Betts creates one-of-a-kind items from original designs. She specializes in hand-dyed fabrics embellished with embroidery and free motion thread painting.

Her techniques are innovative. She creates stitched fiber art works that are composed of mainly fabric, threads, beads and yarns but include many non-textile media such as wood, wire, stone, wire mesh, metals, paper, tyvek, cellophane , textured papers, found items and cheesecloth. Her fabrics are plain, manipulated, slashed, burned, thread painted and have been surface dyed using paints, dyes, snow, rust, bleach, gesso, pencils as well as digitally manipulated. She does landscapes, abstracts, seascapes, portraits (both pixilated and realistic) which are wall-hangings but can also be dimensional or free standing.

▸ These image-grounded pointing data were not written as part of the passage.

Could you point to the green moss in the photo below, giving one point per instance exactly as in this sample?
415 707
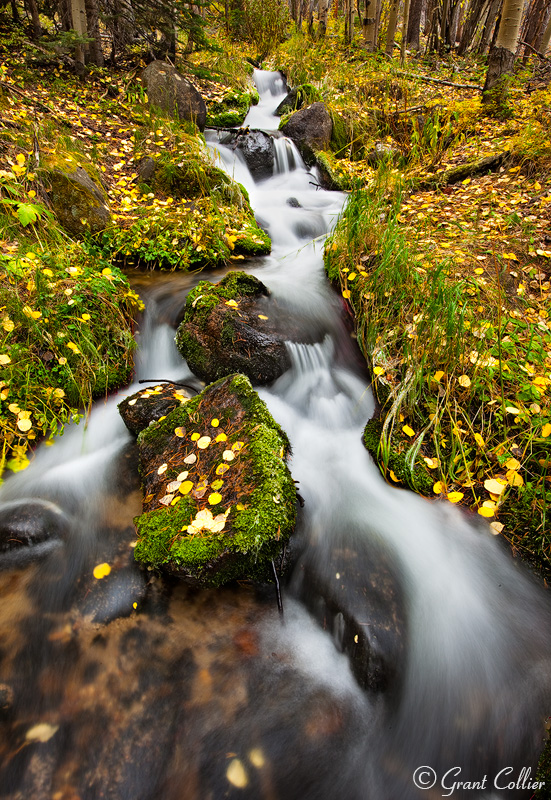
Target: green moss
417 478
264 516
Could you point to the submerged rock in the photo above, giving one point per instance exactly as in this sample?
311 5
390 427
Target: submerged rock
219 500
29 530
310 129
174 94
233 326
152 403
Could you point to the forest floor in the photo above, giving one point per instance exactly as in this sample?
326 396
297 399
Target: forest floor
447 275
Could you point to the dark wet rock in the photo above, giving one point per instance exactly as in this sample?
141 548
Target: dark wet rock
151 403
29 530
355 591
297 98
310 129
257 148
219 500
77 201
174 94
236 326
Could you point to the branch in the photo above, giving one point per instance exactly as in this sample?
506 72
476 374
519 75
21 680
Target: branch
472 86
456 174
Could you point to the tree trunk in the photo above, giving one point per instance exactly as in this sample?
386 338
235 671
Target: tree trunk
489 25
472 20
546 38
369 25
92 22
502 56
32 10
391 28
414 23
323 13
405 21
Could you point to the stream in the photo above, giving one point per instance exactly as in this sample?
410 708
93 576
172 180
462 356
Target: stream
414 655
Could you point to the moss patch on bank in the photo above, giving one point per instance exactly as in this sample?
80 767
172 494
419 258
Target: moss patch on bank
219 501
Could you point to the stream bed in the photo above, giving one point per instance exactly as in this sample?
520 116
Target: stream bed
414 654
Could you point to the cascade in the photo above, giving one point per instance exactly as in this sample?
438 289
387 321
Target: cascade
414 651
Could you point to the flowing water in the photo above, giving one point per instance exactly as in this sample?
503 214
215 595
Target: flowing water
414 650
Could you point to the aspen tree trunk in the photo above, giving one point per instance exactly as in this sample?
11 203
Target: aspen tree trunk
489 25
405 21
369 25
414 23
391 28
35 19
78 16
92 23
546 38
502 56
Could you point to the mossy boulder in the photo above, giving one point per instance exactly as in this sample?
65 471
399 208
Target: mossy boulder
297 98
219 501
77 201
151 404
231 109
415 476
172 93
310 128
236 326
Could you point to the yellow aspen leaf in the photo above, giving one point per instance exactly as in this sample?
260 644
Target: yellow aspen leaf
101 571
455 497
495 485
486 512
513 478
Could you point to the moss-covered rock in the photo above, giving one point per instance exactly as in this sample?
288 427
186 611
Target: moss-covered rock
152 404
231 110
297 98
414 476
236 326
219 500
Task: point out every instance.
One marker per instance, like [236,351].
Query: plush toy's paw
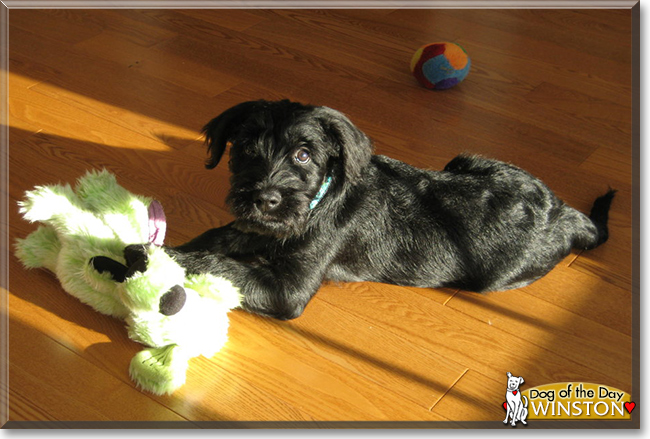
[159,370]
[39,249]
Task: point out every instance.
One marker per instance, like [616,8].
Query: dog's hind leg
[592,231]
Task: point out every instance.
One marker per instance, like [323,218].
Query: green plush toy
[103,244]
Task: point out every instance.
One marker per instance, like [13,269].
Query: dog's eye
[302,156]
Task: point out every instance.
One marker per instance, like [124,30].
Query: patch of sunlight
[49,323]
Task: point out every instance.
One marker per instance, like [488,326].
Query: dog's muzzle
[267,201]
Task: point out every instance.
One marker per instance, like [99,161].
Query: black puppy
[312,203]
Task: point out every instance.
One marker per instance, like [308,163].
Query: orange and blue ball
[440,65]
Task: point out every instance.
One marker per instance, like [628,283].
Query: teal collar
[321,192]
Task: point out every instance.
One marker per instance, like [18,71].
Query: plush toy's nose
[172,301]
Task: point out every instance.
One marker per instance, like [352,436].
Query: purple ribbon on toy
[157,223]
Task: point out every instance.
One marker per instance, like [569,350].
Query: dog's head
[514,382]
[282,156]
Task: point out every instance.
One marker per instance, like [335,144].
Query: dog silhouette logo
[516,404]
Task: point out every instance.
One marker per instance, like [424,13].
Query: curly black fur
[480,224]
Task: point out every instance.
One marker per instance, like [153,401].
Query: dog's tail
[592,231]
[600,215]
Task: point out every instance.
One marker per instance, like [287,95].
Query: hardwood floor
[129,90]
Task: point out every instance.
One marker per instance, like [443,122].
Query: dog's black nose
[268,200]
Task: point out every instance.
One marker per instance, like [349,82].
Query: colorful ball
[440,65]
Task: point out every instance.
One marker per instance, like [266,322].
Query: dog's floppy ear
[220,129]
[355,148]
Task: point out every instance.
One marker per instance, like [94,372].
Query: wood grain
[129,90]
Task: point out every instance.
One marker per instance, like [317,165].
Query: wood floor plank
[48,29]
[104,20]
[586,295]
[152,63]
[150,103]
[129,90]
[238,20]
[70,386]
[485,348]
[589,343]
[476,397]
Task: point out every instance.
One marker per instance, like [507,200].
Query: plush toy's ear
[220,129]
[103,265]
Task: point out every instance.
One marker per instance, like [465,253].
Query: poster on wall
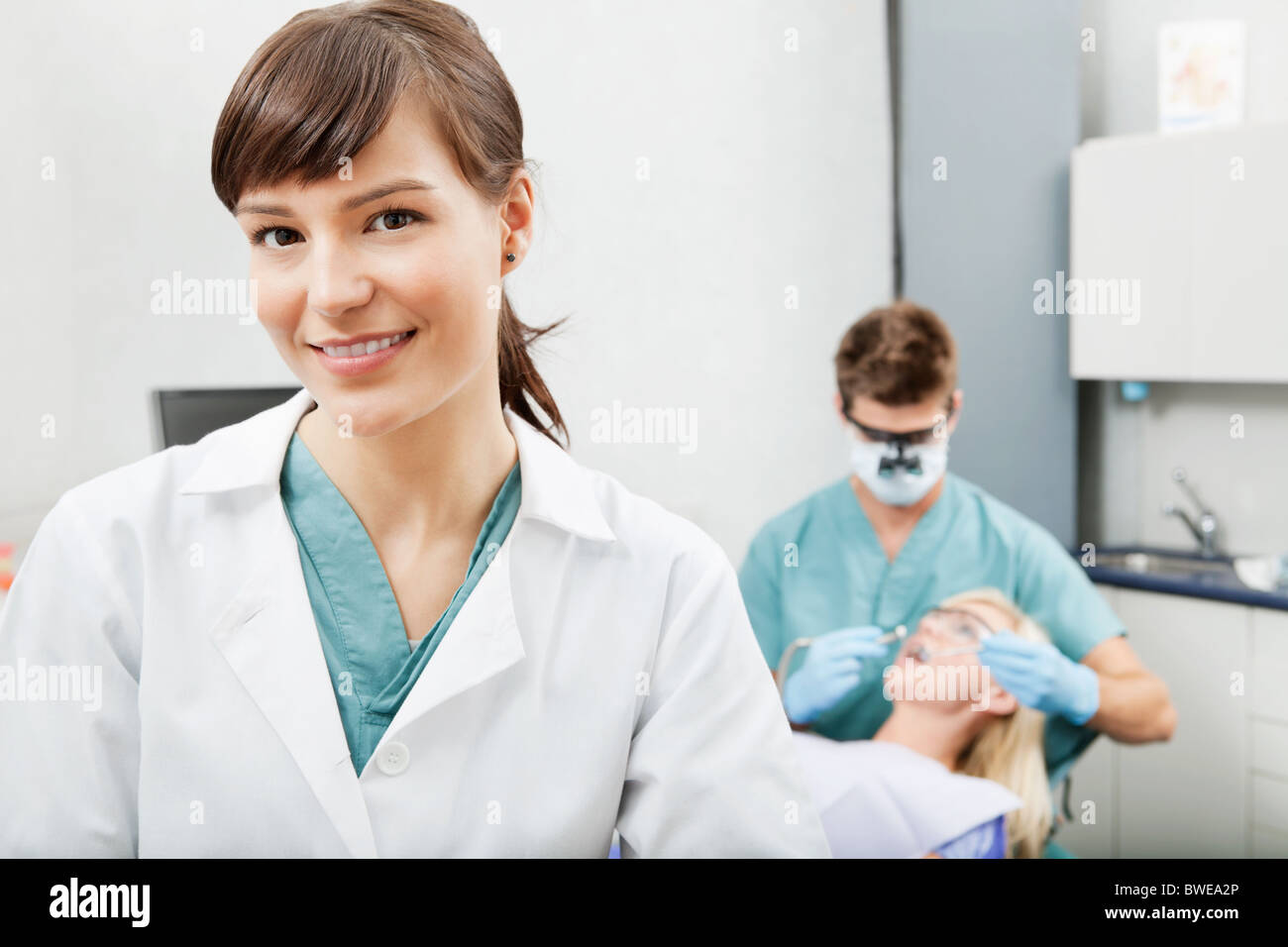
[1201,73]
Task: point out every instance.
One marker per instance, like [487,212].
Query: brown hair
[326,82]
[897,355]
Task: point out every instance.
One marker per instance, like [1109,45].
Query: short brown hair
[897,355]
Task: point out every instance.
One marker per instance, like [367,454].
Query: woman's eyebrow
[375,193]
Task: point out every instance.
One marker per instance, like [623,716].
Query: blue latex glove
[831,671]
[1041,677]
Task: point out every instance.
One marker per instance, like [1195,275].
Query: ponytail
[518,373]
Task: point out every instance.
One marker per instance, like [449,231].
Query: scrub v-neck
[372,664]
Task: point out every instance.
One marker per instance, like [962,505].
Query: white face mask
[906,480]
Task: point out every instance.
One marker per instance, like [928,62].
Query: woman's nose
[338,281]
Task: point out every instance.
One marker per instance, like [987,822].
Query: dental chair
[1060,774]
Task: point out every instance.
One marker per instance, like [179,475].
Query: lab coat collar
[555,488]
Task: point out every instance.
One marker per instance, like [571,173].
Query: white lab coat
[603,673]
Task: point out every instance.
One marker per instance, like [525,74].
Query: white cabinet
[1220,787]
[1194,224]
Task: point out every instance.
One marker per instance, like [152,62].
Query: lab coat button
[393,758]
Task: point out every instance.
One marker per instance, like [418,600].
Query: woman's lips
[347,367]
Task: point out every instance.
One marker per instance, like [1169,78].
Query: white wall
[1129,449]
[768,169]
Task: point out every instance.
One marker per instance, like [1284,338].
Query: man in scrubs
[880,548]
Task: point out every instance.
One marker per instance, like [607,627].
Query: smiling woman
[374,157]
[399,569]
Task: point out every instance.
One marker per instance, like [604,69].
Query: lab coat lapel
[269,638]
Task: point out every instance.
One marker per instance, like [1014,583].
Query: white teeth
[364,348]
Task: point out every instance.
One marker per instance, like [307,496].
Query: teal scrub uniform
[372,663]
[819,567]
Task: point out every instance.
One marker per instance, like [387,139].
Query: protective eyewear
[923,436]
[962,633]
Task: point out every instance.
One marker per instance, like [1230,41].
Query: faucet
[1206,530]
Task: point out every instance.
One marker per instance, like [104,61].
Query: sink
[1179,573]
[1166,565]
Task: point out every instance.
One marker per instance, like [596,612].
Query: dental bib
[884,800]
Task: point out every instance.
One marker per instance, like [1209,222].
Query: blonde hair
[1009,749]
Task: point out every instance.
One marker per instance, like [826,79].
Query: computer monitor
[185,416]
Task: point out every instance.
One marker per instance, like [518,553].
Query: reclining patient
[956,771]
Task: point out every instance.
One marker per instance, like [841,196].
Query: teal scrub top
[819,567]
[372,661]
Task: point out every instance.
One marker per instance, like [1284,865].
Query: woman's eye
[273,236]
[391,221]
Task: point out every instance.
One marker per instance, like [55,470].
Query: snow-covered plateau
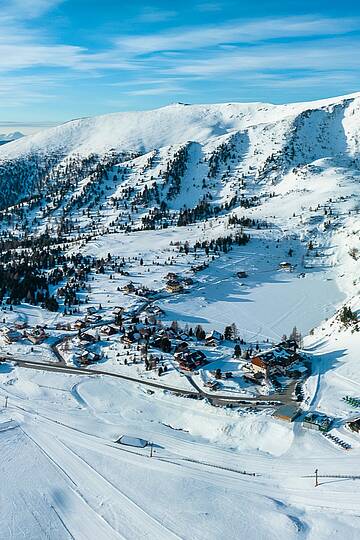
[179,325]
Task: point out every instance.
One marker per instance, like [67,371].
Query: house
[79,324]
[118,311]
[181,347]
[174,287]
[87,338]
[211,342]
[285,266]
[317,421]
[129,288]
[354,425]
[287,412]
[190,361]
[108,330]
[87,358]
[171,276]
[273,361]
[36,336]
[63,326]
[10,336]
[214,335]
[20,325]
[254,378]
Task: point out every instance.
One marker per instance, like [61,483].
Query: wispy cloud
[153,15]
[209,7]
[238,32]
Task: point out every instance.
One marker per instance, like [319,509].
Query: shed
[287,412]
[132,441]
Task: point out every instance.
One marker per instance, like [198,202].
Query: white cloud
[153,15]
[236,32]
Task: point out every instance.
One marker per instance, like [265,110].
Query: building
[287,412]
[285,266]
[273,361]
[317,421]
[129,288]
[174,287]
[108,330]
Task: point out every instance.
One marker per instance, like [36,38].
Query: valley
[177,276]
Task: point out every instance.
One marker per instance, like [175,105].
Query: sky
[64,59]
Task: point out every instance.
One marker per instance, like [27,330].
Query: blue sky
[61,59]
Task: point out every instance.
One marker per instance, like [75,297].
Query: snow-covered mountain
[266,141]
[8,137]
[123,230]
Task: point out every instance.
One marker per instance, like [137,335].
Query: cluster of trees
[348,318]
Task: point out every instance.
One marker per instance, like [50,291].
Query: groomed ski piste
[207,472]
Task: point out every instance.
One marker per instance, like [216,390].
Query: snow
[216,472]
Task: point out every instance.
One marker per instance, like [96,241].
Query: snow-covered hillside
[130,238]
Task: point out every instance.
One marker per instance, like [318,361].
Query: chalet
[88,357]
[354,425]
[92,319]
[212,339]
[317,421]
[181,347]
[63,326]
[254,378]
[171,276]
[79,324]
[174,287]
[214,335]
[20,325]
[273,361]
[287,412]
[108,330]
[118,311]
[36,336]
[190,361]
[87,338]
[10,336]
[285,266]
[129,288]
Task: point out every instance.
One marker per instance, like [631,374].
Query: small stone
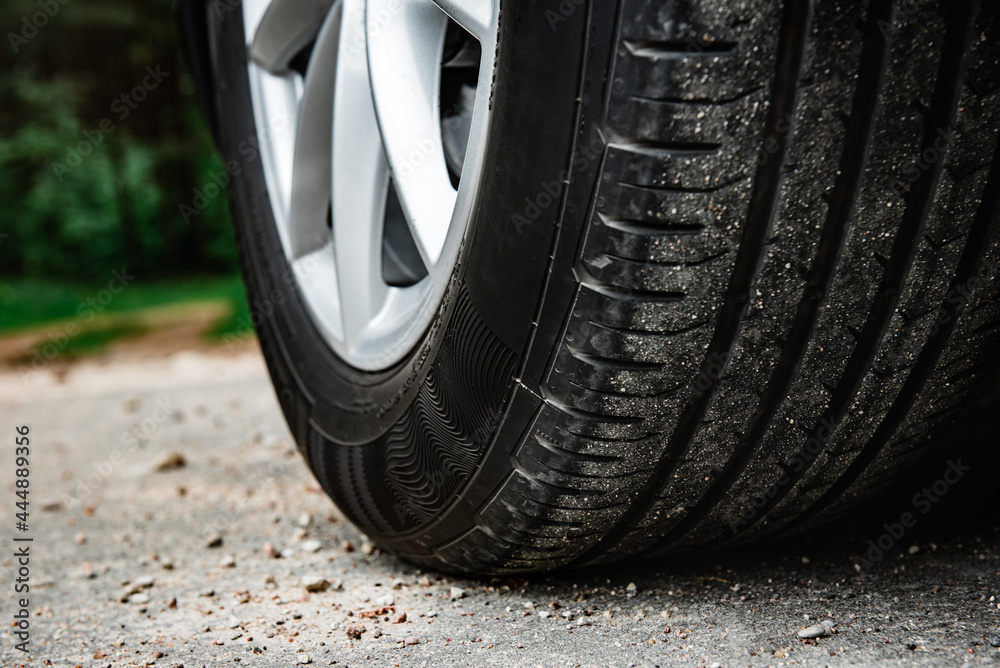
[171,462]
[140,584]
[315,583]
[817,630]
[310,546]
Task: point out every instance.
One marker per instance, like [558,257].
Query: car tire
[729,271]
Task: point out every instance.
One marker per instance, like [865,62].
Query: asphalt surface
[174,524]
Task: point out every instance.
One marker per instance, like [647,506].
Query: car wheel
[554,283]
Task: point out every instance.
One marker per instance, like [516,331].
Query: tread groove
[763,203]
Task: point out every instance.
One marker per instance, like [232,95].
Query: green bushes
[97,155]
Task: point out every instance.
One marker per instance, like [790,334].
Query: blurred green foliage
[90,180]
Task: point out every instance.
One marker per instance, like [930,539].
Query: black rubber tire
[732,271]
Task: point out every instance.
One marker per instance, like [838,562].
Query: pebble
[315,583]
[171,462]
[310,546]
[817,630]
[140,583]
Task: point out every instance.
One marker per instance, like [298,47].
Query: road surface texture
[174,525]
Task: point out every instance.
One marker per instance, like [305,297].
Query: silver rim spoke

Lois Wilby Hooper’s Biography

Hooper was born and educated in Saint John, New Brunswick. After her marriage she became interested in quilting and fibre arts. Working as a volunteer at the New Brunswick Museum, her background in the history of needlework enabled her to write the descriptions and worksheets for the museum’s extensive collections of quilts and samplers. She collaborated with the curator in cataloguing the costume collections and with King’s Landing costume department. At this time she taught various classes at the City of Saint John Craft Centre. She also lectured on needlework at King’s Landing and for various groups. After retiring from the general contracting business, she and her husband David moved to Moore’s Mills, Charlotte Co. NB. Though self taught, she inherited a tradition of fine needlework on both sides of the family. Starting from her very traditional roots, over time she moved into contemporary and multimedia fibre art. Creating original designs, often with non-traditional techniques, her most recent pieces have featured a love of history and architecture, in both realistic and semi-abstract representations.